Google Once Again Changes Search Results After Liberal Journalist Complains

Chris Menahan
InformationLiberation
Jan. 04, 2019

A liberal journalist complained to Google on Tuesday that when she searches "Boston's black neighborhoods" the "first result that pops up is a list of Boston's 'worst' neighborhoods."

"So I do a @Google search for 'Boston's black neighborhoods' and the 1st result that pops up is a list of Boston's 'worst' neighborhoods," The Trace's Jennifer Mascia tweeted. "How does that happen?"


Mascia also complained about results in the "People also ask" box:


Google's public search liaison Danny Sullivan responded apologizing for the search results and said "you should find that particular featured snippet now removed."




While Roadsnacks.net's "These Are The 5 Worst Boston Neighborhoods For 2018" was the top result as a result of the "featured snippet" before this liberal journalist complained, when I searched early Friday morning it was fourth:



The "People also ask" questions were also changed.

Two weeks ago, a pro-abortion Slate reporter said Google-owned YouTube "changed search results" for abortion "after I asked."


The top result at the time, an anti-abortion video titled "LIVE Abortion Video on Display," was shoved down 39 pages in the results after she complained, meaning you had to go past around 190 videos to get what was the number one result the previous week.
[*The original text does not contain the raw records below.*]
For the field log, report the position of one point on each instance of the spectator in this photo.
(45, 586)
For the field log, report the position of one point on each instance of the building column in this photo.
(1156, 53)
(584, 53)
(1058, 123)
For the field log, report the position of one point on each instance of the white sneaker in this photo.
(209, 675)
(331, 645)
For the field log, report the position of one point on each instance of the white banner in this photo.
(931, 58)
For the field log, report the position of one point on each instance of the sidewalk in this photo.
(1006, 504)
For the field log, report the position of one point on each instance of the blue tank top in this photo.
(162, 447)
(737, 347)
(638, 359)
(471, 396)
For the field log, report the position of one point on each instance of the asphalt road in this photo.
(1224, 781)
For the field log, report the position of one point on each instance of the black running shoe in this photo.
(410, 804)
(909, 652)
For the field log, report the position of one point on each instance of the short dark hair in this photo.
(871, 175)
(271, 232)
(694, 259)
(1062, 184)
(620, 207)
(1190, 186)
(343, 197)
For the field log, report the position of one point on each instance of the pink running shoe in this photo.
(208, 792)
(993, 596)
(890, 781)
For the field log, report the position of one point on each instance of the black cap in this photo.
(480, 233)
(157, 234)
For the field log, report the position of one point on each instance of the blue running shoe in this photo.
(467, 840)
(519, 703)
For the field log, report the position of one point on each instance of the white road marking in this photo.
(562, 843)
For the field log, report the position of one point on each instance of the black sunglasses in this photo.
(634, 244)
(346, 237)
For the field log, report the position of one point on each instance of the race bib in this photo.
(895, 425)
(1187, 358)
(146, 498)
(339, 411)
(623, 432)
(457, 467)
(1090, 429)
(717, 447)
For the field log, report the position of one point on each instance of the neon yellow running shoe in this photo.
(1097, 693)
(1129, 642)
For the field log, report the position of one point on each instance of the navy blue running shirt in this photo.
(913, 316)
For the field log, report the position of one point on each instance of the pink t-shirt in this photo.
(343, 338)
While Google has been rigging all news-related YouTube search results to favor the corporate media for several months now, recently they've also begun featuring direct links to CNN's website as the top search result for various terms:


Google CEO Sundar Pichai said during sworn testimony before congress that he leads the company "without political bias" and "to do otherwise would go against our core principles and our business interests."



"It's not possible for individual employees to manipulate our search results," Pichai claimed while under oath. "We don't manually intervene on any particular search. Providing users with access to high-quality information is sacrosanct."